Over Xmas & New Years, I was away from computer a fair bit and I actually got some reading done. It was fantastic. So, not really a New Yrs resolution or anything, but just by happenstance, I was reading more, and even better, got back on the novel horse, and am chugging along through Chapter 8 of the new one (that’s about half-way done the whole thing, roughly). Feels good.
Patrick posted this about books he read in 2006 (well done); and Julien plans to read 52 - a book a week - in 2007. So I am going to jump in and join the fray.

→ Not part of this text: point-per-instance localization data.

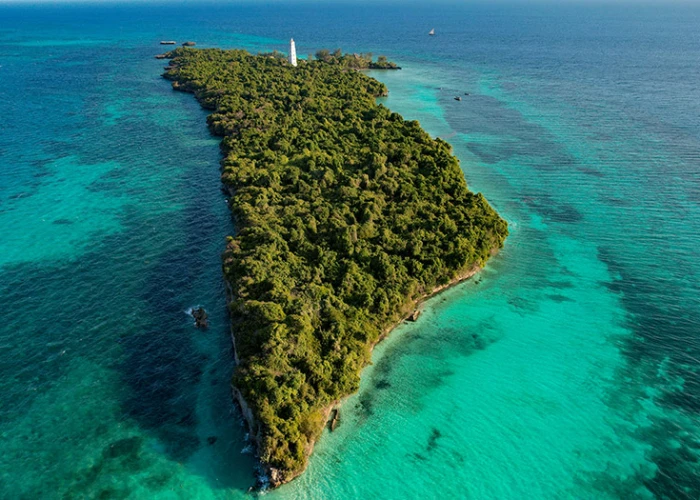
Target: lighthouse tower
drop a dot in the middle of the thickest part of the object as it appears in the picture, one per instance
(292, 53)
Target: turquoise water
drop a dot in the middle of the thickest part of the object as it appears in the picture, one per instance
(567, 369)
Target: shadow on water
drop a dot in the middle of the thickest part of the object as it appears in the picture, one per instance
(664, 351)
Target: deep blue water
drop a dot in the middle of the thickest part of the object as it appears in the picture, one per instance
(569, 371)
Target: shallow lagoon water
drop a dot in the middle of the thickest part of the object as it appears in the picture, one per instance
(568, 371)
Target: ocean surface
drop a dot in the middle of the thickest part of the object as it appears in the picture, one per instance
(569, 368)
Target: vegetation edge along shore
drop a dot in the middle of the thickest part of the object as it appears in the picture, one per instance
(347, 217)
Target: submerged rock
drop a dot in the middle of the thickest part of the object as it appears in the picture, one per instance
(335, 418)
(200, 317)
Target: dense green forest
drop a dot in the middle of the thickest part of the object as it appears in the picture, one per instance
(346, 215)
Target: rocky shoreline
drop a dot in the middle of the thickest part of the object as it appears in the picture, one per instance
(272, 476)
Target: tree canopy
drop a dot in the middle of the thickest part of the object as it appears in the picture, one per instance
(346, 214)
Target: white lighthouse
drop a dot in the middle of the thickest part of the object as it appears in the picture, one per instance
(292, 53)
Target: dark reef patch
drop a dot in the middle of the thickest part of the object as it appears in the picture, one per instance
(663, 350)
(559, 298)
(435, 434)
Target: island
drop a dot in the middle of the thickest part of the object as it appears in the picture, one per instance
(347, 217)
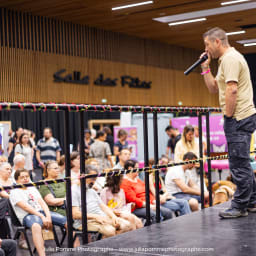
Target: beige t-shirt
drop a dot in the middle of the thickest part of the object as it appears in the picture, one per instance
(233, 67)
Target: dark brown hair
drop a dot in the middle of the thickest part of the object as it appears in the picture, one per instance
(47, 167)
(18, 172)
(114, 183)
(73, 156)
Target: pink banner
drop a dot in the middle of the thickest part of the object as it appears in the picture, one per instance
(217, 137)
(131, 139)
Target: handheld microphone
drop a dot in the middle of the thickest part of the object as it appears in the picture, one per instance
(197, 63)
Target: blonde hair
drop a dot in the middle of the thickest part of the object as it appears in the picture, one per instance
(217, 33)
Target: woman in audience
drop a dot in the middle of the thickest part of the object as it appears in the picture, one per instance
(100, 218)
(100, 150)
(186, 144)
(121, 143)
(32, 211)
(135, 193)
(13, 141)
(172, 203)
(61, 164)
(3, 159)
(75, 167)
(113, 196)
(24, 148)
(5, 178)
(53, 194)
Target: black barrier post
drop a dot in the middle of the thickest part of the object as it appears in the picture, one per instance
(68, 181)
(201, 157)
(83, 181)
(157, 171)
(145, 133)
(208, 155)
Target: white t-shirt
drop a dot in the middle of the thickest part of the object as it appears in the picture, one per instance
(93, 202)
(176, 172)
(195, 177)
(29, 196)
(26, 151)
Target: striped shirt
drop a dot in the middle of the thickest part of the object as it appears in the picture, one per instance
(48, 149)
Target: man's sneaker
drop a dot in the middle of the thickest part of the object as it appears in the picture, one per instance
(251, 208)
(233, 213)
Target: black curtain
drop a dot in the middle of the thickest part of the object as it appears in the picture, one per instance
(37, 121)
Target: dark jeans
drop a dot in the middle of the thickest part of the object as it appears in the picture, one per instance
(182, 195)
(238, 135)
(165, 213)
(8, 248)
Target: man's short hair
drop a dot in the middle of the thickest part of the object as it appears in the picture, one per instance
(18, 158)
(215, 33)
(48, 128)
(18, 172)
(169, 127)
(189, 156)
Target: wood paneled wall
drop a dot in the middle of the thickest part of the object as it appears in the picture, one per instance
(34, 48)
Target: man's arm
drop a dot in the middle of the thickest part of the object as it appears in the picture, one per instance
(230, 98)
(185, 188)
(209, 80)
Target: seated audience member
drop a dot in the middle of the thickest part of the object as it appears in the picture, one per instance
(179, 183)
(186, 144)
(7, 247)
(125, 154)
(18, 163)
(174, 136)
(100, 218)
(32, 211)
(100, 150)
(170, 201)
(53, 194)
(122, 142)
(75, 167)
(100, 181)
(61, 164)
(3, 159)
(5, 178)
(164, 160)
(113, 196)
(134, 189)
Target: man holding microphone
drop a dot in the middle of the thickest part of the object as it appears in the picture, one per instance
(235, 90)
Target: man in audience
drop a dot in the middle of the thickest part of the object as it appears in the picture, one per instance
(179, 183)
(174, 136)
(32, 211)
(135, 192)
(48, 148)
(18, 163)
(100, 217)
(125, 155)
(7, 247)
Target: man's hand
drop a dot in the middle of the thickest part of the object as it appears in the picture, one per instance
(206, 64)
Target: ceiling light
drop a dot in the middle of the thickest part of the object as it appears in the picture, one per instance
(235, 33)
(234, 2)
(185, 21)
(131, 5)
(250, 44)
(207, 12)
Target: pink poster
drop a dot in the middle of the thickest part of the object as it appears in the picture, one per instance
(217, 136)
(131, 139)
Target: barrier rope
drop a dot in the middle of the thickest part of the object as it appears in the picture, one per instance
(102, 108)
(112, 172)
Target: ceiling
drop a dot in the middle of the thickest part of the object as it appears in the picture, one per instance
(138, 21)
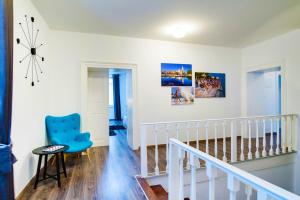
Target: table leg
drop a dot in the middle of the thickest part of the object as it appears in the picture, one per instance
(38, 172)
(63, 163)
(45, 166)
(57, 169)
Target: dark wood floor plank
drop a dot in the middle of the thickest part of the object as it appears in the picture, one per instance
(111, 173)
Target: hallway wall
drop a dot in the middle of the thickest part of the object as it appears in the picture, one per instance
(30, 104)
(284, 49)
(154, 102)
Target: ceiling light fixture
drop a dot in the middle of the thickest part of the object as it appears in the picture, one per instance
(180, 30)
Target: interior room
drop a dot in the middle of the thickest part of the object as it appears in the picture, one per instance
(149, 100)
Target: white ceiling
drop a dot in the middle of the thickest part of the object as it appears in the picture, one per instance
(234, 23)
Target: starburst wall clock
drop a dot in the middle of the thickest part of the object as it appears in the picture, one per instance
(30, 43)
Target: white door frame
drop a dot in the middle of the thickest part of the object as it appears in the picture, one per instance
(84, 93)
(246, 70)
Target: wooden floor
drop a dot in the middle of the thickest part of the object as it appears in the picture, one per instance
(111, 173)
(109, 176)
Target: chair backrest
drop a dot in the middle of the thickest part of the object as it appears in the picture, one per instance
(64, 128)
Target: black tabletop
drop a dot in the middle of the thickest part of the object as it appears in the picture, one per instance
(39, 151)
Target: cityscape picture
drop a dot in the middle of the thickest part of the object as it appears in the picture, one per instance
(176, 74)
(209, 85)
(182, 95)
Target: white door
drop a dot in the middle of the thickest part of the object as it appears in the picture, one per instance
(97, 108)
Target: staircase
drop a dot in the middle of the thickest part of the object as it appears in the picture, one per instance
(153, 192)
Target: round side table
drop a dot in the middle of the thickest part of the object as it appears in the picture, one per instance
(39, 151)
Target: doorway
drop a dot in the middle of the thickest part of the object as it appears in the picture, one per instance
(264, 93)
(108, 99)
(120, 89)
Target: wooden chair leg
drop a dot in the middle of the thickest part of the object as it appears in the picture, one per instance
(88, 155)
(53, 160)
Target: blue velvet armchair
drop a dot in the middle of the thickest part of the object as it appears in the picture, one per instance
(66, 130)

I tried doing the book-a-week thing in 2005, I think, and got stalled. That always happens. Well, I shall try again this year. Maybe we can have a weekly support-group meeting.
Normally my reading modus is one novel and one non-fiction book at the same time. For the record, here are the last 5 books I have read, with the following star ratings:
*** to be stored on my top shelf, to the left of my desk
** please return after you are done with it
* satisfactory
ZERO a book I did not like
***Henderson the Rain King, by Saul Bellow
*The God Delusion, by Richard Dawkins (explanation for my rating coming here soon)
**A Clockwork Orange, by Anthony Burgess
***Notes on a Catastrophe, by Elizabeth Kolbert
**The Upside of Down, by Thomas Homer-Dixon
(I note that I have been very lucky with these last reads … ususally I don’t have so many 2/3-stars to give out)
And here is my reading plan for the next little while, subject to change of course:
Fiction:
-Kafka on the Shore, by Haruki Murakami
-Lullabies for Little Criminals, by Montrealer Heather O’Neil (really looking forward to this one)
-Against the Day, by Thomas Pynchon
-Brothers Karamazov, by Fyodor Dostoyevski
-Slow Man, by JM Coetzee
-A Complicated Kindness, by Miriam Toews
-The Time in Between, David Bergen
Non-Fiction:
-Programming the Universe, by Seth Lloyd
-The Wealth of Networks, by Yochai Benkler
-The Human Touch, Michael Frayne
-The Selfish Gene, by Richard Dawkins
-America at the Crossroads, by Francis Fukayama
-Hubris, by Michael Iskoff and David Corn
-The Prince of the Marshes, by Rory Stewart
I think I need to throw some candy in there to get through it all. And that gets me to mid-April, roughly.